All in all, a reasonable interpretation of this record points to the fact that the carrier clearly could have acted well within the 60 days to obtain the information contained in Dr. W's report. Medical evidence belatedly obtained through want of due diligence and failure to follow up on obtaining information from a doctor whose identity is disclosed from the outset is not newly discovered evidence under Section 409.021(d). Texas Workers' Compensation Commission Appeal No. 92038, decided March 23, 1992.
The waiver of the right to contest compensability has the effect, in our opinion, of a confession of compensability; consequently, review of the hearing officer's findings on the injury issue are therefore moot, and we need not exhaustively consider whether those findings were against the great weight and preponderance of the evidence. We note that the medical evidence was conflicting and the claimant's contention has some support in the record. Likewise, whether the carrier's TWCC-21 was adequate to dispute the existence of an injury is also moot.
The determination of the hearing officer is reversed, and a new decision rendered that because the carrier did not file a timely dispute of compensability in this case, and did not prove that it had a basis under the statute to reopen compensability, the carrier waived its dispute, and the carrier is therefore liable for applicable medical and income benefits to which claimant is entitled under the 1989 Act for claimant's right hand and thumb condition.
Susan M. Kelley
Appeals Judge
CONCUR:
Robert W. Potts
Appeals Judge
Lynda H. Nesenholtz
Appeals Judge
1As the hearing officer correctly pointed out, these losses are not compensable under the 1989 Act.

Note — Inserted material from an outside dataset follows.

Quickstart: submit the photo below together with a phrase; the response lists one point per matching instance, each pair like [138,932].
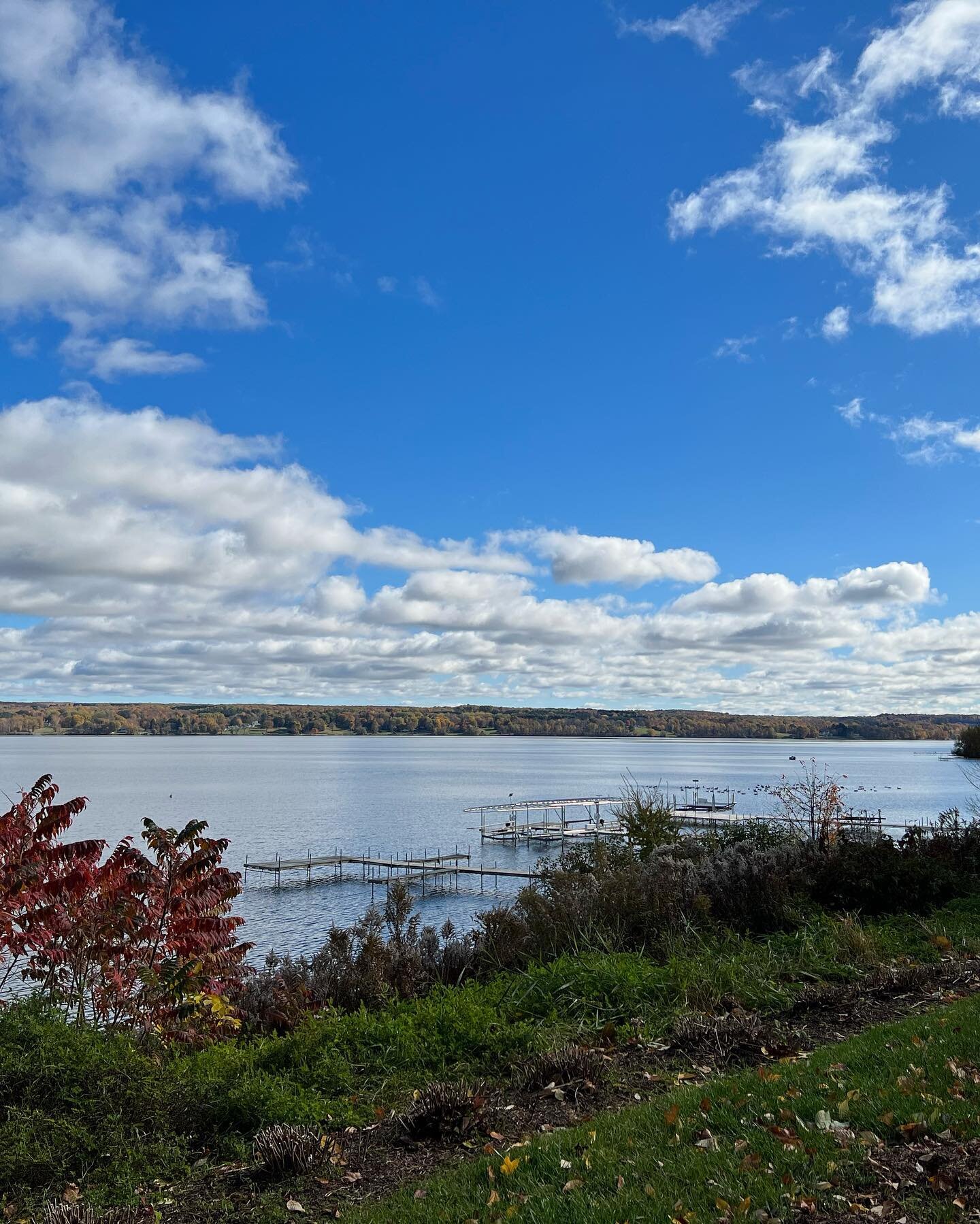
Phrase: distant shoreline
[252,718]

2Somewhat inexplicably, claimant's attorney objected to carrier's tender of this document on the basis of failure to exchange, and it was not admitted into the record.
3We are mindful of the prohibition in Section 409.005(c) against using this report as an admission against the employer or carrier where the facts therein are contradicted. We do not believe, however, that this precludes the trier of fact from noting the date when the report is filed when that date is not in issue, or the fact that it includes certain information (whether or not such information is substantively true). We would also note that the TWCC-1 in this record was put into evidence as a carrier exhibit.
4Our observation is further supported by the record which indicated that during the claimant's cross- examination of the adjuster, the hearing officer stated that the adjuster "had sixty days from when he thinks the time starts to run."